1. Clearly Established Federal Law
The proper standard for evaluating Petitioner’s claim about appellate counsel is
that enunciated in Strickland. Smith v. Robbins, 528 U.S. 259, 285 (2000). Therefore,
Petitioner must demonstrate that his appellate attorney’s performance was deficient and
that the deficient performance prejudiced Petitioner’s defense. Strickland, 466 U.S. at
The “deficient performance” prong of the two-part Strickland test requires
showing that appellate counsel made an objectively unreasonable decision to raise
other issues in place of Petitioner’s claims. Thompson v. Warden, Belmont Corr. Inst.,
598 F.3d 281, 285 (6th Cir. 2010). Petitioner must show that his claims are clearly
stronger than the issues counsel presented to the Michigan Court of Appeals. Id.
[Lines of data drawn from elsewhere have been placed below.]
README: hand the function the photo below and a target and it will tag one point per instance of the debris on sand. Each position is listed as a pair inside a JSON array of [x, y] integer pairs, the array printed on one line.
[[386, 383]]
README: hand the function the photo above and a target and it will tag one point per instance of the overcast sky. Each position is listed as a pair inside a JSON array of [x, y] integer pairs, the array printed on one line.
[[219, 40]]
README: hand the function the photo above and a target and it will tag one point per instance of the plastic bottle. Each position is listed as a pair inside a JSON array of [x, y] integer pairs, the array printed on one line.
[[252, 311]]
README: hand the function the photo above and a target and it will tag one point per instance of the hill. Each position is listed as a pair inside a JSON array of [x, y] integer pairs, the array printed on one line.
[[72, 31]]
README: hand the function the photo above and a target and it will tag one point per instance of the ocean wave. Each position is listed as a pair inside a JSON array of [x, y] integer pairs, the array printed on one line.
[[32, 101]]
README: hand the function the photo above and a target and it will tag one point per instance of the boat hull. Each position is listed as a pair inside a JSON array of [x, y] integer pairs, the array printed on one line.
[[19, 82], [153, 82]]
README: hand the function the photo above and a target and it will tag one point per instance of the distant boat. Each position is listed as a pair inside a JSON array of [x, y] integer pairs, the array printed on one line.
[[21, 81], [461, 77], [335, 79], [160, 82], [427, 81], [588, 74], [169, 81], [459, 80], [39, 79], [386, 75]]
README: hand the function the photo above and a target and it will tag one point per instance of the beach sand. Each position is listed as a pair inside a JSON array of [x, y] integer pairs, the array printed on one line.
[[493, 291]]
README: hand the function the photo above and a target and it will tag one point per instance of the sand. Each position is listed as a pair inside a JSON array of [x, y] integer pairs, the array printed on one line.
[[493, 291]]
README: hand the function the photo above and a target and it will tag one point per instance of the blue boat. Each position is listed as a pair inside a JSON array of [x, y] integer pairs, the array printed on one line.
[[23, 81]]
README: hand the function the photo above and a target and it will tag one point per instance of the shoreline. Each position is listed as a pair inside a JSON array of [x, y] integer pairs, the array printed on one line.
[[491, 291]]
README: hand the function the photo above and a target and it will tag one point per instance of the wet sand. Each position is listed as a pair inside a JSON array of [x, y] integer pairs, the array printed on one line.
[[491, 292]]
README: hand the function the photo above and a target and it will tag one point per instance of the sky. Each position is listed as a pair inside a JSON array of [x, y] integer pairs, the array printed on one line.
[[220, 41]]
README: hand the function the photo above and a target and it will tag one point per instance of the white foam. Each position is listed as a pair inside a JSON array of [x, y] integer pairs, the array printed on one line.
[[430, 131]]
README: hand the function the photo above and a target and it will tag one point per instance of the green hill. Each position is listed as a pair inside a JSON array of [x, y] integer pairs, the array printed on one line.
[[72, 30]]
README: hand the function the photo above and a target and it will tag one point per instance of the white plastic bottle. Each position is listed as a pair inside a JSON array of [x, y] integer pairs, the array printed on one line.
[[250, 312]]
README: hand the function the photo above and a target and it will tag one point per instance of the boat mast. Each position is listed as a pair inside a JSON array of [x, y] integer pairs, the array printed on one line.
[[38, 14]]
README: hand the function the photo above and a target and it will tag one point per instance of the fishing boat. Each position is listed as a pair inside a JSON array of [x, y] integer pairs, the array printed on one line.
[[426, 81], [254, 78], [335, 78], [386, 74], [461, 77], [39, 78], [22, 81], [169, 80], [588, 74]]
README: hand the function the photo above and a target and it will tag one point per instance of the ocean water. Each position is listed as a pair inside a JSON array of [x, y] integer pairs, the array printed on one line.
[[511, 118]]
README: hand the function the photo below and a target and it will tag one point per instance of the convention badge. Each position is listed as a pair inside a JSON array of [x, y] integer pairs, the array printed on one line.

(quoting Webb v. Mitchell, 586 F.3d 383, 399 (6th Cir. 2009) (quoting Robbins, 528 U.S.
at 285, 288). To demonstrate “prejudice,” Petitioner must show a reasonable probability
that he would have prevailed if his attorney had raised all his claims on appeal. Id.
(citing Robbins, 528 U.S. at 285).
The two claims that could have been raised on direct appeal and were not raised
are the claims that trial counsel was deficient for failing to seek an expert witness and
for failing to object to Dr. Azher’s testimony. This Court determined above that neither
of these claims had merit, and even if the claims are not frivolous, Petitioner was not
entitled to compel his attorney to raise all nonfrivolous claims on appeal. Jones v.
Barnes, 463 U.S. 745, 751 (1983). Appellate counsel’s performance did not amount to
deficient performance, because the omitted claims are not clearly stronger than the
issues counsel did present to the Michigan Court of Appeals. And because Petitioner
has not shown that he would have prevailed on appeal if his attorney had raised all his
claims on appeal, he has not demonstrated that his attorney’s performance prejudiced
him. Thus, he is not entitled to relief on the basis of his claim about appellate counsel.
The state courts’ rejection of Petitioner’s claims did not result in decisions that
were contrary to, or an unreasonable application of, Supreme Court precedent.
Accordingly, the petition for writ of habeas corpus [dkt. #1] is DENIED.
A certificate of appealability may issue “only if the applicant has made a
substantial showing of the denial of a constitutional right.” 28 U.S.C. § 2253(c)(2). A
petitioner must “sho[w] that reasonable jurists could debate whether (or, for that matter,
agree that) the petition should have been resolved in a different manner or that the
issues presented were ‘adequate to deserve encouragement to proceed further.’” Slack
v. McDaniel, 529 U.S. 473, 483-84 (2000) (quoting Barefoot v. Estelle, 463 U.S. 880,
893 n.4 (1983)).
Reasonable jurists would not debate the Court’s resolution of Petitioner’s
constitutional claims. The Court therefore declines to grant a certificate of appealability.
Petitioner nevertheless may proceed in forma pauperis in the Court of Appeals because
an appeal could be taken in good faith. 28 U.S.C. § 1915(a)(3).
s/Gerald E. Rosen
Chief Judge, United States District Court
Dated: August 31, 2011
I hereby certify that a copy of the foregoing document was served upon counsel of
record on September 1, 2011, by electronic mail and upon Tyrese Buggs, #419876,
Saginaw Correctional Facility, 9625 Pierce Road, Freeland, MI 48623 by ordinary mail.